= AgroEurasia =

Agricultural exhibition in Eurasia

The AgroEurasia International Agriculture Fair (Avrasya Tarim) is one of the largest agricultural exhibitions in Eurasia. Since 2006, it has been held in December in the Tuyap Fair and Congress Center in Istanbul, Turkey. With an exhibition area of roughly 40000 m2, an average of 350 company and company representatives participating and over 45,000 visitors from about 40 countries, it is a meeting place for the Eurasian agricultural sector. In 2011, over 3,000 international visitors from 34 countries attended: Afghanistan, Albania, Azerbaijan, Belarus, Bosnia Herzegovina, Bulgaria, Canada, Croatia, Denmark, Finland, France, Georgia, Greece, Hungary, Iraq, Iran, Israel, Kazakhstan, Kyrgyzstan, Kosovo, Libya, Macedonia, Moldova, Russia, Sudan, Saudi Arabia, Syria, Tajikistan, Turkmenistan, Ukraine, and Uzbekistan.

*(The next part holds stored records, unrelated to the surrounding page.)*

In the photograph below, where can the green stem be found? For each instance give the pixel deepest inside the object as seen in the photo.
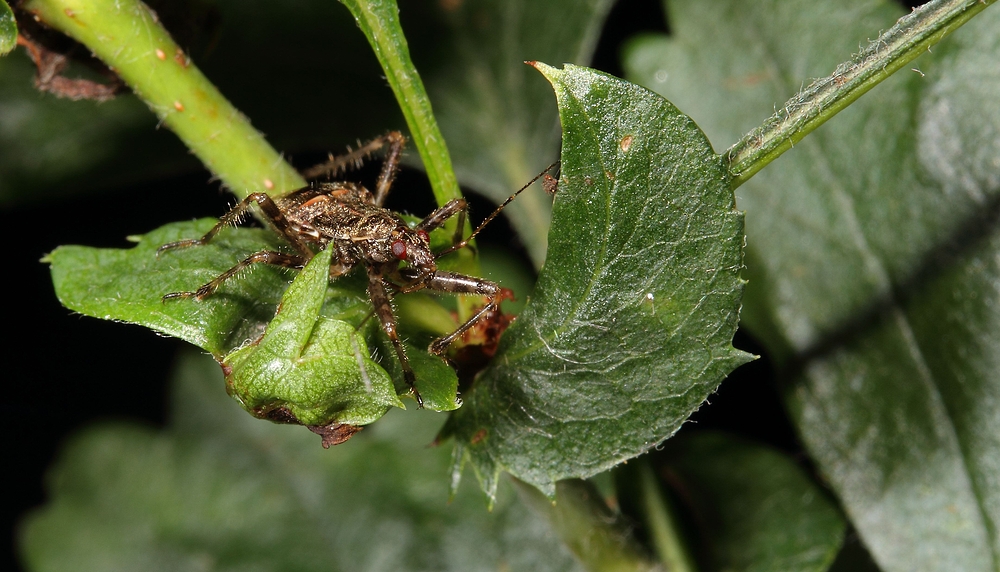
(587, 527)
(379, 20)
(911, 36)
(664, 530)
(8, 29)
(126, 35)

The exhibition is organised by TÜYAP Fairs and Exhibitions Inc. in cooperation with the Turkish Ministry of Agriculture, the Union of Turkish Chambers of Agriculture, and the Turkish Association of Agricultural Machinery Manufacturers (TARMAKBİR). The fair is supported by the İstanbul Directorate of Urban Agriculture, the Union of İstanbul Chambers of Agriculture and the Oilseeds & Agricultural Sales Cooperatives Union of Thrace.